Pourtant, un frottement insistant et râpeux ne cesse de perturber la danse des idées pour ramener le cœur de ma pensée contre les pierres de l’Abbaye. La faute au pan de mur dans la cour. Je sais que derrière se trouve un autre monde, qui parle latin et voudrait tendre la vie commune en une direction unique, sur la base « d’une seule âme et d’un seul cœur » (j’ai consulté le site internet présentant le groupe de chanoines installé dans la partie sud).
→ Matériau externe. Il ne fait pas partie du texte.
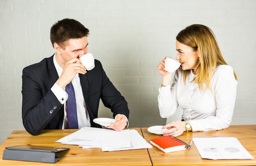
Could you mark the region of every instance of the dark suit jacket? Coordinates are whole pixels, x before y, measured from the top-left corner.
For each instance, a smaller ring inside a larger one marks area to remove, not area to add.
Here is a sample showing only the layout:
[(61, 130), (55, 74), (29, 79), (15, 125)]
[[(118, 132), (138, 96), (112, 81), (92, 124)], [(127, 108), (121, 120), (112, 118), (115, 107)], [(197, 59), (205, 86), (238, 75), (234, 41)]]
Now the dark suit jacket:
[[(109, 80), (100, 62), (95, 60), (95, 65), (79, 77), (91, 126), (101, 127), (92, 121), (98, 117), (100, 98), (105, 107), (111, 109), (113, 117), (121, 114), (128, 118), (129, 111), (124, 98)], [(38, 135), (43, 129), (61, 129), (64, 105), (51, 90), (58, 79), (53, 56), (24, 68), (22, 72), (22, 118), (26, 130)]]

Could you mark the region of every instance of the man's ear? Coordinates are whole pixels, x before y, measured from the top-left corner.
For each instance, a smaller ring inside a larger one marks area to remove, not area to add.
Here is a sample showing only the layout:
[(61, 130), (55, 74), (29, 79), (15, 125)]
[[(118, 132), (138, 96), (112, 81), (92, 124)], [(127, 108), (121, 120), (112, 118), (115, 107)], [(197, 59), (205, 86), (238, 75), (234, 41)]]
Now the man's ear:
[(53, 44), (53, 47), (54, 48), (54, 50), (55, 50), (55, 51), (56, 52), (58, 53), (59, 54), (61, 54), (61, 46), (58, 44), (56, 43), (54, 43)]

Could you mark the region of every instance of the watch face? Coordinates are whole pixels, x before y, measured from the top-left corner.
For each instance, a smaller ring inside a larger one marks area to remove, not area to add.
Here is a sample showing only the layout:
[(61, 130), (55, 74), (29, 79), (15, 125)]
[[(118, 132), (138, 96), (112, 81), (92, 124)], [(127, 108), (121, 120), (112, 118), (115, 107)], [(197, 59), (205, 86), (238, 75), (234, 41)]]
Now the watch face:
[(187, 128), (187, 129), (190, 129), (191, 127), (191, 126), (190, 125), (190, 124), (186, 124), (186, 128)]

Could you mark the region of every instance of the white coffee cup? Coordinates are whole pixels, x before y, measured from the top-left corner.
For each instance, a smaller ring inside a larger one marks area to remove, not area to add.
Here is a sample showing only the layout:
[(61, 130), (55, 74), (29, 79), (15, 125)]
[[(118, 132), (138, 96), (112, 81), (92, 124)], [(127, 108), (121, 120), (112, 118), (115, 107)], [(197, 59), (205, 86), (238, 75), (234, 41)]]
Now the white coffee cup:
[(172, 73), (180, 66), (180, 63), (177, 61), (166, 57), (164, 63), (164, 70)]
[(90, 70), (95, 67), (94, 64), (94, 57), (91, 53), (85, 54), (79, 59), (81, 61), (81, 63), (85, 66), (87, 70)]

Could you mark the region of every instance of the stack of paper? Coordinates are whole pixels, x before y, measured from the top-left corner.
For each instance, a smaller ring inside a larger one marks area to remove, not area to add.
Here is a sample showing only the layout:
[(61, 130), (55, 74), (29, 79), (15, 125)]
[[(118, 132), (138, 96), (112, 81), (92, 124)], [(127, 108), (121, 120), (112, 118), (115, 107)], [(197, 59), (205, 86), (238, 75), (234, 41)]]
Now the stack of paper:
[(56, 141), (79, 145), (83, 148), (100, 148), (103, 151), (151, 148), (136, 130), (117, 131), (112, 129), (84, 127)]

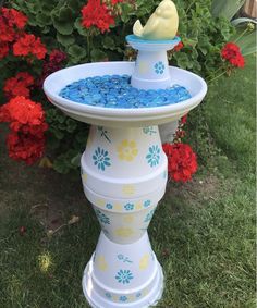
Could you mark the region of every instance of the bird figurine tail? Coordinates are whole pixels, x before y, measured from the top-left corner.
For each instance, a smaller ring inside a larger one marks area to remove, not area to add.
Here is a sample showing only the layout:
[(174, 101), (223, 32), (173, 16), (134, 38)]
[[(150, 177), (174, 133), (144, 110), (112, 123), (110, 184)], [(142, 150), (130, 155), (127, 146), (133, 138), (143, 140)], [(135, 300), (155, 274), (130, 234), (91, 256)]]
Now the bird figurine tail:
[(133, 33), (136, 36), (142, 36), (143, 34), (143, 25), (139, 20), (137, 20), (133, 26)]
J’ai l’impression d’un ailleurs radical qui se tient tout près, à rebours des promesses bigarrées que le mot chuchote habituellement. Je me campe devant cette étrange frontière de quelques mètres, je la scrute. Mais l’exercice tourne court puisque, très vite, j’imagine une partie de
badminton où un volant en plumes d’oie fuserait de part et d’autre en sifflant. Sans que l’on puisse voir l’adversaire à travers les mailles du filet (en chasuble ou en short ? facétieux ou concentré ?), on devinerait ce jour-là que quelque chose s’est délié de l’autre côté du mur. Ça pourrait être une jolie scène dans un film de Nanni Moretti, je souris, je m’en veux de laisser à nouveau mon esprit ricocher plutôt que de rester droit face aux difficultés. Ce que ce mur m’aide à formuler, c’est que regarder ailleurs est une lâcheté, alors que penser ailleurs relève d’une émulsion vitale.
Départ. Rejoignant le parking où la voiture m’attend, j’entends un coq chanter dans la campagne du début d’après-midi. Il a l’air inquiet d’avoir raté l’heure, alors je hâte le pas. Pendant le voyage retour, j’imagine un bec de gallinacé qui accompagne une mâchoire d’âne, duo d’une musique désaccordée et joyeuse.
Nina Rocipon,
ingénieure de projets scientifiques et culturels,
animatrice de rencontres lors des Banquets du livre.